Students Attend Lecture On RapeBy Brian Loux
Members of the Class of 2006 attended a lecture yesterday morning on the topic of sexual abuse and rape prevention, and later participated in breakout discussion sessions with their Orientation leaders.
Katie Koestner, a victim of acquaintance rape her freshman year at the College of William and Mary, spent much of the lecture recalling the events preceding the sexual assault by her first college boyfriend. “Did you ever think that someone’s favorite thing would be recalling the worst night of her life?” she asked the audience.
After complaining to campus authorities, she said a dean issued a one-semester restraining order and expressed hope that the couple would get back together.
“I am satisfied for two reasons,” she said, “One, that dean is now fired, and two, the deans of your school care enough about your safety to bring me here.”
Throughout the talk, Koestner highlighted many of the responses from interviews with college students she met over the years. “One girl told me she always says no even when she does it because she doesn’t want to seem like a slut. I’d ask she change the definition of slut before she changes the definition of no.”

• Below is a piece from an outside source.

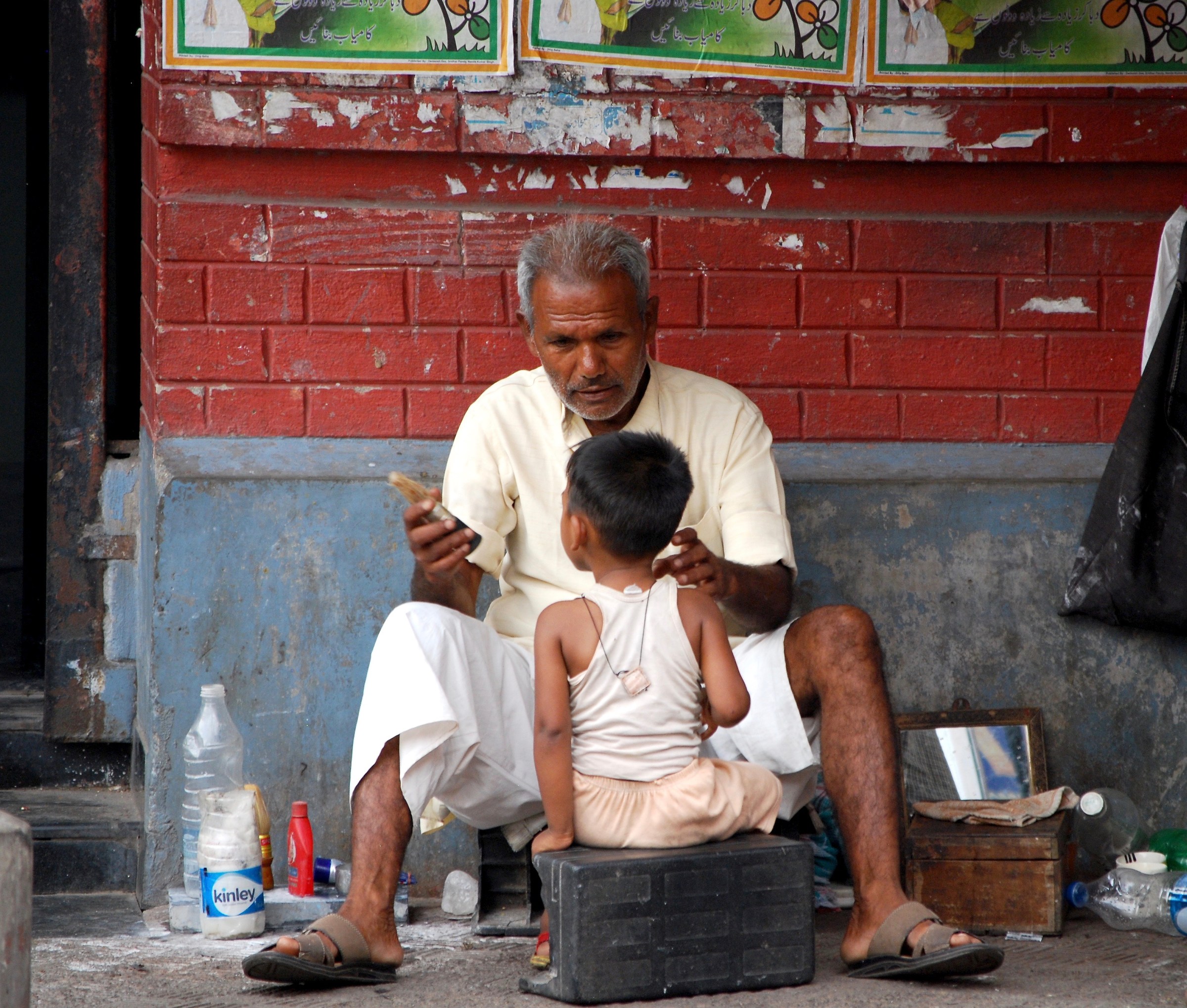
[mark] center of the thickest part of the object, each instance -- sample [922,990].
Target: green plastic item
[1172,842]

Near the end of the discussion, she addressed the males in particular: “I have little idea if I have persuaded you in any way,” she said. “If you feel that rape is wrong, what would you do to stop it?”

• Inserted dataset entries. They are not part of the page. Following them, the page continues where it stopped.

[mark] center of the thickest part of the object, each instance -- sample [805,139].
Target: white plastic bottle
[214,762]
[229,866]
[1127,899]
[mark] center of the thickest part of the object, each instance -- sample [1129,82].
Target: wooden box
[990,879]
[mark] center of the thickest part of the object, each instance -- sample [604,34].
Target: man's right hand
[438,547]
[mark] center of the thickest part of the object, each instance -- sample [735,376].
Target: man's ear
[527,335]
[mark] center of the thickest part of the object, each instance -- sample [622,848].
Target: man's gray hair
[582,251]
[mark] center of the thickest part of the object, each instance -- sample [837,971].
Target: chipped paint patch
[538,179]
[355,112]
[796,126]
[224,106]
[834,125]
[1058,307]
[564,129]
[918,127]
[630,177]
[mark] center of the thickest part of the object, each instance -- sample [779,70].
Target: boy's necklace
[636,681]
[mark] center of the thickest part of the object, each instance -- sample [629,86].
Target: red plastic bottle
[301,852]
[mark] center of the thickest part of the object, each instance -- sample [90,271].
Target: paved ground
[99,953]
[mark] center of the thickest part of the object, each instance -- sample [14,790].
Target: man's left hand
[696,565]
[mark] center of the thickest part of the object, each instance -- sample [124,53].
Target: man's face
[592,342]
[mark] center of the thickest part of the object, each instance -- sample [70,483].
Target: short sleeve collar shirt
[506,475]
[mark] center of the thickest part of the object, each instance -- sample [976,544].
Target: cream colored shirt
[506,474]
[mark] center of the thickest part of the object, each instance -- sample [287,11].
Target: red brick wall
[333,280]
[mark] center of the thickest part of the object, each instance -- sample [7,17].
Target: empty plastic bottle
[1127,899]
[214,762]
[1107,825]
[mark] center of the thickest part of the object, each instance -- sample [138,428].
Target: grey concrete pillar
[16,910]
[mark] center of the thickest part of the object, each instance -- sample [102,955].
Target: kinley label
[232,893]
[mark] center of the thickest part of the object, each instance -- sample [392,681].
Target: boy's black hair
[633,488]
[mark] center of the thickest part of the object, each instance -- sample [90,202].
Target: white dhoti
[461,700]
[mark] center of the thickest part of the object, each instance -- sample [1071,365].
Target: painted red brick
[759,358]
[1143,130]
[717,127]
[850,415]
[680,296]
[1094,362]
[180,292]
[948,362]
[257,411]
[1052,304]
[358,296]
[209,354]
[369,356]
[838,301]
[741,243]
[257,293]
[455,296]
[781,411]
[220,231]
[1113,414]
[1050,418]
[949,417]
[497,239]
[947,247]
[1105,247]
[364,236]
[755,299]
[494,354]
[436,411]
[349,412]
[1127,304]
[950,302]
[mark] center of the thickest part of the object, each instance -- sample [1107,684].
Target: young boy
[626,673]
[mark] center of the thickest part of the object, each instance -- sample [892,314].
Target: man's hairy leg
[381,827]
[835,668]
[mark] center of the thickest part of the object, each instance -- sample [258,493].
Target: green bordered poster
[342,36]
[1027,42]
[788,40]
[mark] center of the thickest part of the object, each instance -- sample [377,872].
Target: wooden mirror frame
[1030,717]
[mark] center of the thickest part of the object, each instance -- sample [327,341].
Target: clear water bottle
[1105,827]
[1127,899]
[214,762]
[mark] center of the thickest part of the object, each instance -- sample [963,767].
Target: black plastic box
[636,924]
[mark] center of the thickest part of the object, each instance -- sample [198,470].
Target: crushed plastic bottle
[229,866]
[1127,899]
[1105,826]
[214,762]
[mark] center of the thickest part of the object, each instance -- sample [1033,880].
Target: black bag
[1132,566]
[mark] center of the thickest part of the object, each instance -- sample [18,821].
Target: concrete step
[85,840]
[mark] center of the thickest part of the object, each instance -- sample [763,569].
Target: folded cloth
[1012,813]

At the end of the talk, a man rose from his seat and said, “Thank you,” sparking a standing ovation.
Koestner was unavailable for comment after the speech.
Speech leads to discussion
After the talk, freshmen broke into their Orientation groups and discussed their reactions to what they had heard and what they consider to be rape.
“Everyone was definitely surprised by the intensity of the story,” said Orientation leader Emily T. Chi ’04. “Many people felt the story could happen to anyone.”
“The entire talk was very moving,” said Sisi Chen ’06. “I think I cried more than she did.” Many males interviewed also agreed that the speech was intense and powerful.
Some students took a harsh stance toward their absent colleagues. “I certainly feel that MIT should require every guy to hear this talk, and punish them if they do not,” said Victoria Lee ’06.
Tables were also arranged inside the Kresge Auditorium lobby with brochures about rape prevention and local hotline numbers mainly provided by the Boston Area Rape Crisis Center and MIT Medical.
Koestner also spoke at Orientation 2001’s discussion on rape.